Ah, sial. Ternyata dia tenggelam. Aku ingin menolongnya, tetapi entah kenapa ada sesuatu yang menahan kakiku. Seolah kakiku sudah membeku di pasir yang aku tapaki. Aku berteriak ke beberapa orang yang masih berada di pantai. Tetapi mereka. tidak mendengar suaraku. Ah, sial! Dia bisa mati tenggelam.
Aku bersorak sekuat suaraku. Namun tetap saja. tidak ada satu orang pun yang menolongnya. Hingga dua puluh lima menit berlalu, tubuh lelaki itu sudah terdampar di pinggir laut. Aku mendekat, beberapa saat sebelum tubuh itu dicampakkan ombak ke tepi laut, kakiku tiba-tiba saja bisa digerakan. Aneh.

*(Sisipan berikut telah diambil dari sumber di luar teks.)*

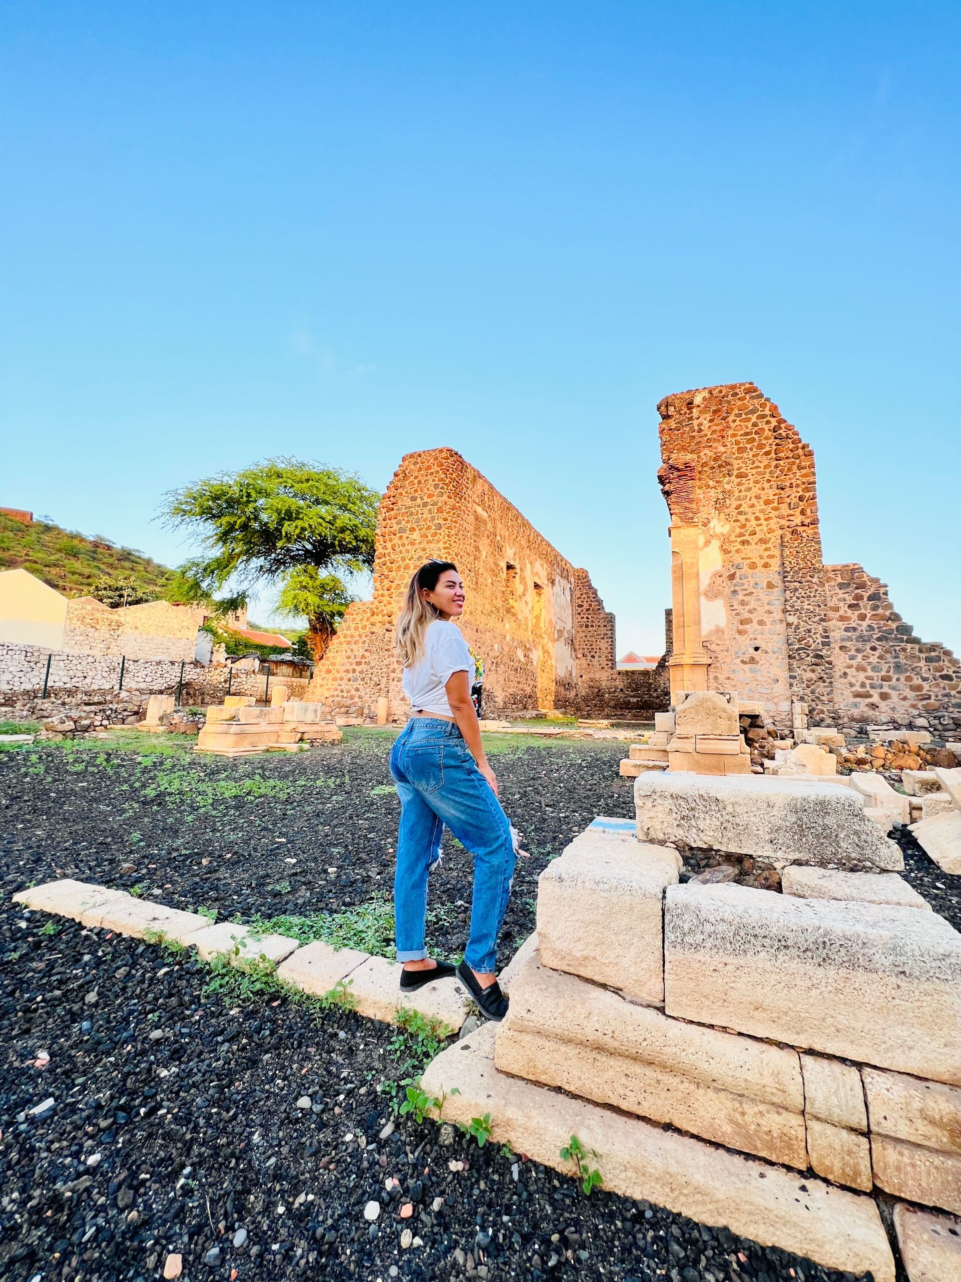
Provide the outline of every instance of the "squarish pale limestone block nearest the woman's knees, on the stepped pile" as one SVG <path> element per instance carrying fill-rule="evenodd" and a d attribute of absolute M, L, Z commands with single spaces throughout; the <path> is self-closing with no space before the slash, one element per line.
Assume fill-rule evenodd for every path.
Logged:
<path fill-rule="evenodd" d="M 582 833 L 538 879 L 545 964 L 664 1001 L 661 900 L 677 879 L 674 850 Z"/>

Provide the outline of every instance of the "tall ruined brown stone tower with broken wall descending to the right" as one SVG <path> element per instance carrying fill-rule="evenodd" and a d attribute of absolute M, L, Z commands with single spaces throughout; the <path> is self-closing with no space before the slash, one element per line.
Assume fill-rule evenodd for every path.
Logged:
<path fill-rule="evenodd" d="M 753 383 L 666 396 L 671 692 L 737 691 L 792 724 L 961 727 L 961 663 L 861 565 L 825 565 L 814 454 Z"/>

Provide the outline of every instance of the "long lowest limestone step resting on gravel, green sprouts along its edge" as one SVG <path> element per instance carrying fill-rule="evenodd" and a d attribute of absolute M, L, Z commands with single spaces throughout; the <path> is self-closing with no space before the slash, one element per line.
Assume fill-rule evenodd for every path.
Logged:
<path fill-rule="evenodd" d="M 445 1120 L 468 1124 L 489 1113 L 496 1144 L 510 1144 L 568 1174 L 571 1164 L 560 1160 L 560 1150 L 577 1135 L 598 1154 L 592 1160 L 611 1192 L 727 1226 L 826 1268 L 870 1269 L 875 1282 L 894 1282 L 893 1256 L 871 1199 L 507 1077 L 493 1064 L 493 1036 L 489 1024 L 478 1029 L 425 1070 L 427 1094 L 447 1092 Z M 460 1094 L 450 1095 L 452 1087 Z"/>

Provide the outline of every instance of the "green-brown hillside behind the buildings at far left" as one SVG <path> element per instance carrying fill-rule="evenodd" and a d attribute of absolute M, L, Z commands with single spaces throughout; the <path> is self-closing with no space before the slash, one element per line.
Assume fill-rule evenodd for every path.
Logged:
<path fill-rule="evenodd" d="M 129 547 L 45 520 L 24 526 L 0 513 L 0 569 L 19 567 L 67 596 L 85 596 L 100 579 L 110 578 L 161 597 L 174 578 L 173 570 Z"/>

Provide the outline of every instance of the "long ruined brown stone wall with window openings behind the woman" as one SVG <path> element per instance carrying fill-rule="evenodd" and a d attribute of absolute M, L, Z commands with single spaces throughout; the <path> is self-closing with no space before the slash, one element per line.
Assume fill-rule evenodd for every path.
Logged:
<path fill-rule="evenodd" d="M 407 454 L 381 503 L 369 601 L 351 605 L 316 668 L 310 697 L 334 714 L 373 717 L 387 696 L 402 717 L 393 628 L 414 570 L 456 563 L 460 627 L 484 659 L 483 712 L 584 710 L 616 688 L 614 615 L 575 569 L 456 450 Z"/>

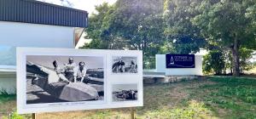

Aku menangis menatap tubuh lelaki itu. Tiba-tiba saja aku merasa sedih yang teramat sedih. Tubuh lelaki itu tidak lagi bergerak. Dia sudah mati. Aku melihat wajahnya dengan sangat dekat. Mencoba tidak percaya, tetapi tidak bisa kudustai. Wajah lelaki yang mati itu sama persis dengan wajahku. Sama persis dengan wajah lelaki yang bertengkar dengan kekasihnya tadi. Lelaki yang lari dari kenyataan. Lelaki yang dikhianati kekasihnya.
Lelaki yang memilih berenang di laut untuk mengobati patah hatinya. Karena meminum alkohol tidak mampu menenangkan kepalanya, ia melompat ke laut meski ia tidak pandai berenang.
Hingga sampai saat ini, aku masih berdiri di tepi laut. Menatap hal-hal yang aku benci. Sesekali aku melayang-layang tertiup angin. Membiarkan diriku. terbawa angin terbang. Kejadian itu sudah berlalu setahun lamanya. Namun, tiap kali aku berdiri di tepi laut ini selalu terulang adegan-adegan yang menyedihkan itu. Hal-hal yang menyebabkan aku menjadi hantu penghuni tepi laut ini.
Entah sampai kapan aku berada di sini. Sejujurnya aku benci kepada diriku sendiri. Yang setahun lalu membunuh dirinya di laut ini.